ABC News pointed out that selfies at funerals was popularized by a Tumblr site that had since shut down, but the owner couldn’t resist resurrecting it today to add the Obama selfie.
“There is simply nobody bigger in the world that could have taken a selfie at a funeral,” Tumblr’s Jason Feifer said.
The Washington Post begins a report by referencing the controversial story of a woman taking a selfie in front of the Brooklyn Bridge while a man prepares to jump off that raised the question of when and where it’s appropriate to take a photo of yourself.
The Post even added the titillating news of a follow-up photo showing Obama “laughing with Thorning-Schmidt and touching her arm,” while “the first lady looks stern — dare we say disapproving? — throughout.”
For the record, Thorning-Schmidt and Obama have met officially at least twice before, once in Stockholm in September, and Thorning-Schmidt also visited the White House in February.
Across the pond, the Daily Mail’s report on the selfie jeered that “while some reflected on the remarkable life of Nelson Mandela, some world leaders saw it as the perfect opportunity to grab a quick ‘selfie’ with their peers.”
The Independent began it’s report: “They’ll look back on this selfie, years from now, and think ‘what on earth were we doing? We’re world leaders, not a bunch of giggling teenagers. We’re attending the memorial service of Nelson Mandela. Couldn’t we have waited a bit before goofing around?'”
Across the board, the response was not favorable, with the possible exception of Politico’s media columnist Dylan Byers, who tried to shame the media for the mass coverage in a tweet:
You guys know this makes the media look bad, right? http://t.co/Frd7P5K3gT
— Dylan Byers (@DylanByers) December 10, 2013
To be fair, the Christian Science Monitor reported that it was a memorial, not a funeral.
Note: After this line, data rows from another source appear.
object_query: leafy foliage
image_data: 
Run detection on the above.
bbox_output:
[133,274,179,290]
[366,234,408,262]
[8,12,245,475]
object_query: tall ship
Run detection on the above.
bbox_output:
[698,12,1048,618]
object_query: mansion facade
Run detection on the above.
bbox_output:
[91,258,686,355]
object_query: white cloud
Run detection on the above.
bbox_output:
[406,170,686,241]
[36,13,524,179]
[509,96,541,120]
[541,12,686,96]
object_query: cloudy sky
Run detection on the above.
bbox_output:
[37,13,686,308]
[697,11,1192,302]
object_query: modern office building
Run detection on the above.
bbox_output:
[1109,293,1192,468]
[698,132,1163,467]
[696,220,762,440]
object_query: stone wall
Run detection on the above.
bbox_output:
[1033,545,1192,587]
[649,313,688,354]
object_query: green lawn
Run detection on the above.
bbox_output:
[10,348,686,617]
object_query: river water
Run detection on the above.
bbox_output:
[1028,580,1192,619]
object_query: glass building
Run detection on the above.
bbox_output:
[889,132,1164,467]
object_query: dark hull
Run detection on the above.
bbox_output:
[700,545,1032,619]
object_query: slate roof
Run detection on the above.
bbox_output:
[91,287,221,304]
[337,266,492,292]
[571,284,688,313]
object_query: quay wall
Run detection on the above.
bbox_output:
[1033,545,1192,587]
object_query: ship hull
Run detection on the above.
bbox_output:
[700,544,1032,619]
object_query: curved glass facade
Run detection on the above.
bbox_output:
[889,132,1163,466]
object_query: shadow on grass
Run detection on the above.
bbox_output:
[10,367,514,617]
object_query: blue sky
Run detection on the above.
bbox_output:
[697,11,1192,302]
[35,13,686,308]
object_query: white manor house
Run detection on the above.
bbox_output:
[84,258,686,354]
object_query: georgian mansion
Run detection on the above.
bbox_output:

An event “meant to celebrate the great life of Mr. Mandela. There was singing, dancing, jumping throughout the crowd.”
But the Monitor may have gone too far when it tried to spin the selfie as “a bit of genuine ad hoc get-togetherness among world leaders,” saying it is “interesting to see that such powerful people can act like three friends at a sporting event.”
Except it wasn’t a sporting event. What are your thoughts, was it appropriate?